Posted by on Jul 22, 2015

In today’s post Value Research’s Dhirendra Kumar has written on the misconception that mutual fund investors have about dividends. But most investors are aware that there is a difference between dividends from stocks and those from the mutual funds. Whereas in stocks, dividend means an additional income, in mutual funds the investor is withdrawing a portion of his own money. If I am paid Rs. 2000 from my mutual fund investment as dividend, the value of my investment will decrease on the date it is paid exactly by the same amount. So, Mr Kumar suggests that even if an investor needs regular income, it is better to keep his investments in the Growth Option of the fund and withdraw the amount he needs or to execute a Systematic Withdrawal Plan (SWP) to meet his monthly needs.

While admitting that it is wrong to think of mutual fund dividends as an additional income, an astute equity fund investor may not buy this argument. We must remember that dividends from equity funds are not taxed in India on the date of this post. The fund house does not pay Dividend Distribution Tax (DDT) while paying the dividend and the dividend is also tax-free at the hand of the investor. So, if an investor gets a dividend, he is earning tax-free income from day one. If he invests in the Growth Option of the fund, he will have to wait for one full year before any gains he made would be free from Long Term Capital Gains tax. Moreover, for the dividend payment no repeated action is required from the investor other than initially opting for the dividend option.

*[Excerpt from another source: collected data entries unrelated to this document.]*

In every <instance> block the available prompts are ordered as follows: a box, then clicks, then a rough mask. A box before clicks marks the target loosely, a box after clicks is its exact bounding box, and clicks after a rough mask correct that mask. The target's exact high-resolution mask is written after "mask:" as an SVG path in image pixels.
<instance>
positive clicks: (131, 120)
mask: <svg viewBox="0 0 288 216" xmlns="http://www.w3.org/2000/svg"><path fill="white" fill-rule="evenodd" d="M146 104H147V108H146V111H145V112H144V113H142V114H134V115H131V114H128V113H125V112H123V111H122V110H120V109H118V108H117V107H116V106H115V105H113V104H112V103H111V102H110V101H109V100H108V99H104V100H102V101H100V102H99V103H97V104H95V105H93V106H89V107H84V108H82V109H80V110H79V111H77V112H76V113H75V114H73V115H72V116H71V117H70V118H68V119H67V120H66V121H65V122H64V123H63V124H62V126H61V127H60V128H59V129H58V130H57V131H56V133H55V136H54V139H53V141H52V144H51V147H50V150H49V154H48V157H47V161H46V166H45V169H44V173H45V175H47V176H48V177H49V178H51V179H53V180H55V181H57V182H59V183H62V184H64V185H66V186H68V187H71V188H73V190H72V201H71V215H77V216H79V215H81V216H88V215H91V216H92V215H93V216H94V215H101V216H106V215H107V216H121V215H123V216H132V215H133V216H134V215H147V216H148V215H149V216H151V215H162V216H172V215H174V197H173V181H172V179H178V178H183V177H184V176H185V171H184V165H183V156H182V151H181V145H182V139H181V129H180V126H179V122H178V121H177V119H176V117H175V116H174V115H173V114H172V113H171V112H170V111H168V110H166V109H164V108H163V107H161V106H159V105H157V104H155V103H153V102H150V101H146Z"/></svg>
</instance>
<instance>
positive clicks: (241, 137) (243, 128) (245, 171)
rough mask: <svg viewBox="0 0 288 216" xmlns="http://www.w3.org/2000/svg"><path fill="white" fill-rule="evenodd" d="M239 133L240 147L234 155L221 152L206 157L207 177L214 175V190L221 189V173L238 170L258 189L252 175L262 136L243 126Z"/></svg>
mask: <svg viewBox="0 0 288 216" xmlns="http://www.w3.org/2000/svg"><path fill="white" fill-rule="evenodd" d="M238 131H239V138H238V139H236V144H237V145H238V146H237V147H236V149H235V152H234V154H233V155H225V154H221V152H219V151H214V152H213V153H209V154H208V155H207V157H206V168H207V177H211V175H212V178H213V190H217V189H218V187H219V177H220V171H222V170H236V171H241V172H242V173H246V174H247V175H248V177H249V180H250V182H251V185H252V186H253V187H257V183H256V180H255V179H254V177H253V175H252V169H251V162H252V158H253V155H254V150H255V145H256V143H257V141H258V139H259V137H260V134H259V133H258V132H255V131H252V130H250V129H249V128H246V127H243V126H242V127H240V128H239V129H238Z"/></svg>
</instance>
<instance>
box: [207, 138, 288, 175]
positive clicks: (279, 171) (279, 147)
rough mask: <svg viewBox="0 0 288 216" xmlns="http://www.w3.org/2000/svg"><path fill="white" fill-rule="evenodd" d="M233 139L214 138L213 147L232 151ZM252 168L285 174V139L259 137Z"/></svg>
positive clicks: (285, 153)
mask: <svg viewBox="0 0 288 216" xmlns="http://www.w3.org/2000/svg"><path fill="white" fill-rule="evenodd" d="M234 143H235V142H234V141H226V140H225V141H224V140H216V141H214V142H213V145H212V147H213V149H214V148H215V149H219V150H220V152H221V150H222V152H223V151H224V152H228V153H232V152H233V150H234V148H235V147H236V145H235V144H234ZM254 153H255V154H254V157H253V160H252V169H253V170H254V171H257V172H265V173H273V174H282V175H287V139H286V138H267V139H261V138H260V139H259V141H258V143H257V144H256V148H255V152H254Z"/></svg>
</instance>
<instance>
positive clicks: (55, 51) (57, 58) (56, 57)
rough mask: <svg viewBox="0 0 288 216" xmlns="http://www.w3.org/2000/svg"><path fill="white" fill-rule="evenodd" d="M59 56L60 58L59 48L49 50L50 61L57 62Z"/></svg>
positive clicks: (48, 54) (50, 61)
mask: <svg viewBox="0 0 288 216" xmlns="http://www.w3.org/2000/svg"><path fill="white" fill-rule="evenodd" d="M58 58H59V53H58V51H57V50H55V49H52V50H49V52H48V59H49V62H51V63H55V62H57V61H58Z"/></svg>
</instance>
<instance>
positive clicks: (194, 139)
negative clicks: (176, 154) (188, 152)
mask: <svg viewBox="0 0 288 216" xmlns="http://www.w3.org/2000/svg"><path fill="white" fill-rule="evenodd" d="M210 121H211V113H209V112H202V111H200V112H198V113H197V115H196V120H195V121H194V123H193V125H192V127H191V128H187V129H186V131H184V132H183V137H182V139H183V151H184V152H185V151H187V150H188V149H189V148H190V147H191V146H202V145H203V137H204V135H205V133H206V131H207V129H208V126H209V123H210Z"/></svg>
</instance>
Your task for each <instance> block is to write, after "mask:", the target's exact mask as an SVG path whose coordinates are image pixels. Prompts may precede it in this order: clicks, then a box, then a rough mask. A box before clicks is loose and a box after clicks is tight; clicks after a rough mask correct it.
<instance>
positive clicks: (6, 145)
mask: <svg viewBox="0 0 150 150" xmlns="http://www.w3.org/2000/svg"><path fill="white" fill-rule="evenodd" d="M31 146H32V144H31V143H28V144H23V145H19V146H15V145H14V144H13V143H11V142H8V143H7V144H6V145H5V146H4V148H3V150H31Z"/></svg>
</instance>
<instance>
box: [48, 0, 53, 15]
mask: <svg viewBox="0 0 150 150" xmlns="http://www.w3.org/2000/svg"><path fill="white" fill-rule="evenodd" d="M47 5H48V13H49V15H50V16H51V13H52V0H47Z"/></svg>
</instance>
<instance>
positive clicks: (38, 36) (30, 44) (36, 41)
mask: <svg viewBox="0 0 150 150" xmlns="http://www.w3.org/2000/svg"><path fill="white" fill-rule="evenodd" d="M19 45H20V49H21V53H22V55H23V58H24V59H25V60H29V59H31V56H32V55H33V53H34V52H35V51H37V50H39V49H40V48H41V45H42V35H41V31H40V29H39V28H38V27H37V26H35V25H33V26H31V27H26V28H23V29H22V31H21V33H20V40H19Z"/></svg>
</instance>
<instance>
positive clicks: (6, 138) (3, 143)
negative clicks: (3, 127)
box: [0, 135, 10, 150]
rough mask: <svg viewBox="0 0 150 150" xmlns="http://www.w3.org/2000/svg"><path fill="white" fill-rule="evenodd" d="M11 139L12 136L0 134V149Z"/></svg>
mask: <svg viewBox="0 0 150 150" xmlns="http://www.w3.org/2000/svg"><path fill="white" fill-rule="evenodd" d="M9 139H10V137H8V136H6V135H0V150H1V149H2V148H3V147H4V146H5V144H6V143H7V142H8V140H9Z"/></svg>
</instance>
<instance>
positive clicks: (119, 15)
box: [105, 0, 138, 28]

Secondly, if we want some sort of an income from our equity investments and want to withdraw some money, the fund manager may be in a much better position to judge when to take it out considering the market conditions, immediate prospect of earnings and valuations. So, one may ask that if the investor expects some income from his equity funds, isn’t the fund manager in a better place to decide when to pay dividends rather than the investor himself withdrawing some portion of his investment? If the fund manager is an expert on when, where and how much to invest, isn’t he also a better judge of when to take some money off the table and hopefully put it in the investor’s pocket?

The only drawback of the Dividend Option is that there is no certainty that dividends will be paid, nor is there any guarantee of the frequency and amount of that payment. But if an investor can take such uncertainties in his stride, it is much better for him to opt for the Dividend Option of an equity mutual fund rather than the Growth Option. There are funds like BNP Paribas Dividend Yield Fund that has been paying monthly dividends without fail for many years now. Some other funds, like Tata Equity PE Fund, have trigger options and declare dividends when the NAV increases by a certain percentage or the fund value crosses a certain threshold.

However, if you are an investor in non-equity debt or liquid funds which attract a DDT of more than 28%, unless you fall in the highest 30% tax bracket, it is better to opt for the Growth Option and start an SWP, preferably after three years, if you need a regular withdrawal.